Sunstruck (also known as Education of Stanley Evans) is a 1972 British-Australian comedy film directed by James Gilbert and starring Harry Secombe, Maggie Fitzgibbon and John Meillon. It was written by Stan Mars.

==Plot==
Stanley Evans, a Welsh schoolteacher, is very proud of the choir that he's formed with his pupils. But when the girl of his dreams — a new gym teacher — marries a fellow teacher, he decides to leave and migrate to Australia for a better life 'in the sun'.

From Sydney, he is assigned to a small school in the dead-end town of Kookaburra Springs, living in a small room over the local hotel run by Sal and Mick. All the kids live in farms throughout the district.

Homesick, and constantly playing recordings of his original school choir, he decides to form a choir of his new pupils, who haven't been taking him seriously and play pranks on him.

Mick secretly decides that the kids should enter a schools choir competition in Sydney, and when the application is accepted, Stan has only a few weeks left to train the group. They travel by bus to Sydney accompanied by Shirley, a feisty young lady who has taken a shine to Stan. But Shirley's brother doesn't want his sister involved with 'a fat little Welsh Pom', and makes clear his feelings to Stan before they leave.

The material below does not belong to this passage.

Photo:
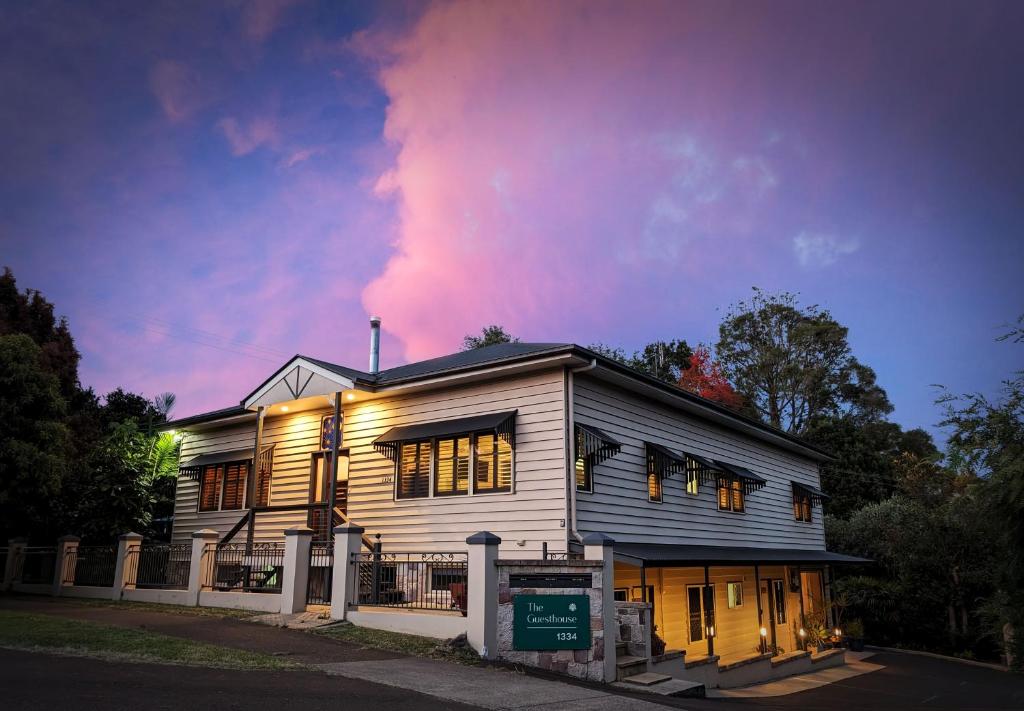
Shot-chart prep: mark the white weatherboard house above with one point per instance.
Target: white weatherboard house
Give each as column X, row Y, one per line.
column 716, row 518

The choir win a special commendation.

On his return, Stan marries Shirley.

==Cast==
- Harry Secombe as Stanley Evans (final film role)
- Maggie Fitzgibbon as Shirley Marshall
- John Meillon as Mick Cassidy
- Peter Whittle as Pete Marshall
- Dennis Jordan as Steve Cassidy
- Dawn Lake as Sal Cassidy
- Bobby Limb as Bill
- Norm Erskine as Norm
- Jack Allen as Banjo
- Roger Cox as Ben
- Tommy Mack as Gunboat
- Derek Nimmo
- Stuart Wagstaff as announcer
- Benita Collings as Alice

==Production==
The film was inspired by a poster used by the New South Wales government to attract teachers from Britain, where a teacher wearing swimmers and an academic board stands on Bondi Beach. It was designed as a vehicle for Harry Secombe and was shot near Parkes in New South Wales from January 1972. The budget mostly came from United States and British sources, with $100,000 from the Australian Film Development Corporation.

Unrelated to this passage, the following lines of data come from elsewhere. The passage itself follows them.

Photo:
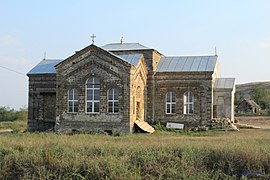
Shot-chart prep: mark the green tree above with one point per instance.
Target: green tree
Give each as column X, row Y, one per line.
column 260, row 95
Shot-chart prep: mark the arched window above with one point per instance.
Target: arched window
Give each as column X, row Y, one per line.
column 92, row 95
column 73, row 100
column 170, row 103
column 188, row 103
column 113, row 101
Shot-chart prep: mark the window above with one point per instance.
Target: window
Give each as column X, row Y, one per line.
column 73, row 100
column 170, row 103
column 92, row 95
column 188, row 103
column 113, row 101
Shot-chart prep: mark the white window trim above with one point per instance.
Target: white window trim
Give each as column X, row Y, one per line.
column 72, row 100
column 93, row 94
column 187, row 103
column 112, row 101
column 170, row 103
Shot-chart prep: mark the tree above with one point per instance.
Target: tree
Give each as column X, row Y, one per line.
column 260, row 95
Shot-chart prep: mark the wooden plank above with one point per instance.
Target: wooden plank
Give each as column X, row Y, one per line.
column 145, row 126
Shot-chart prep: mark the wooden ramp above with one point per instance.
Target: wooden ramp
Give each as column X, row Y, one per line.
column 6, row 131
column 145, row 126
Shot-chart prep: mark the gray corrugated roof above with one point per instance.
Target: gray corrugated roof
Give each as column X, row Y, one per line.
column 224, row 83
column 124, row 46
column 187, row 64
column 46, row 66
column 131, row 58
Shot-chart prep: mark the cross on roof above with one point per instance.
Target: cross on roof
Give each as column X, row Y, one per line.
column 93, row 38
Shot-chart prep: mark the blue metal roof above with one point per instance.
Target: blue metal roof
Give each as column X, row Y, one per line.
column 131, row 58
column 187, row 64
column 46, row 66
column 124, row 46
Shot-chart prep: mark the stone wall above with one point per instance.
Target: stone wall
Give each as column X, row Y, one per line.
column 138, row 92
column 111, row 72
column 41, row 102
column 200, row 84
column 151, row 58
column 224, row 103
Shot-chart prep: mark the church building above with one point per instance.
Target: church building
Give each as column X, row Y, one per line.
column 119, row 85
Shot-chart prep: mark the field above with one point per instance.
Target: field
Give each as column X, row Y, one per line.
column 162, row 155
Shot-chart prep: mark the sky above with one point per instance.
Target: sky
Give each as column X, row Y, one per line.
column 239, row 29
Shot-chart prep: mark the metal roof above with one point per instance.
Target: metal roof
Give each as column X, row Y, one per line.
column 46, row 66
column 124, row 46
column 131, row 58
column 187, row 64
column 224, row 83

The pupils seen acting at choir practice in the early part of the film were from Afon Taf High School in Troedyrhiw. The choir recorded the entire choral soundtrack at the school and it was used in both the Welsh and Australian sequences. The beginning of the film used locations in two Welsh mining villages; Treharris and Trelewis near Merthyr Tydfil. The name of the school is Webster Street School, Treharris which has since been demolished for housing.

==Reception==
The film did not perform particularly well commercially or critically.

Murray Noble wrote in The Monthly Film Bulletin: "A crude and sentimental comedy made mostly at the expense of the Australians who, besides speaking an impenetrable slang of their own, are stereotyped as brainless, soulless, cultureless and essentially humourless. Harry Secombe wallows in his contrasting Welshness, and the film is only partially redeemed by Maggie Fitzgibbon's convincing performance as his outback sweetheart, a lady who vents the hostility she feels towards her bossy brother Pete by alternately using him and his beer supplies as targets in her shooting practice."

In The Radio Times Guide to Films Dave Aldridge gave the film 1/5 stars, writing: "This star vehicle for singer and comedian Harry Secombe was made Down Under back in the days when the Welsh warbler used to summer there. Daft and dated, even at the time, the slight tale has Secombe playing a dimwit Welsh schoolteacher who emigrates to the Aussie outback. The simple-minded humour derives from his patent unsuitability for the new way of life. Thankfully, the sort of film they don't make any more."

Leslie Halliwell wrote "Simple minded, uninspired, predictable family comedy for star fans."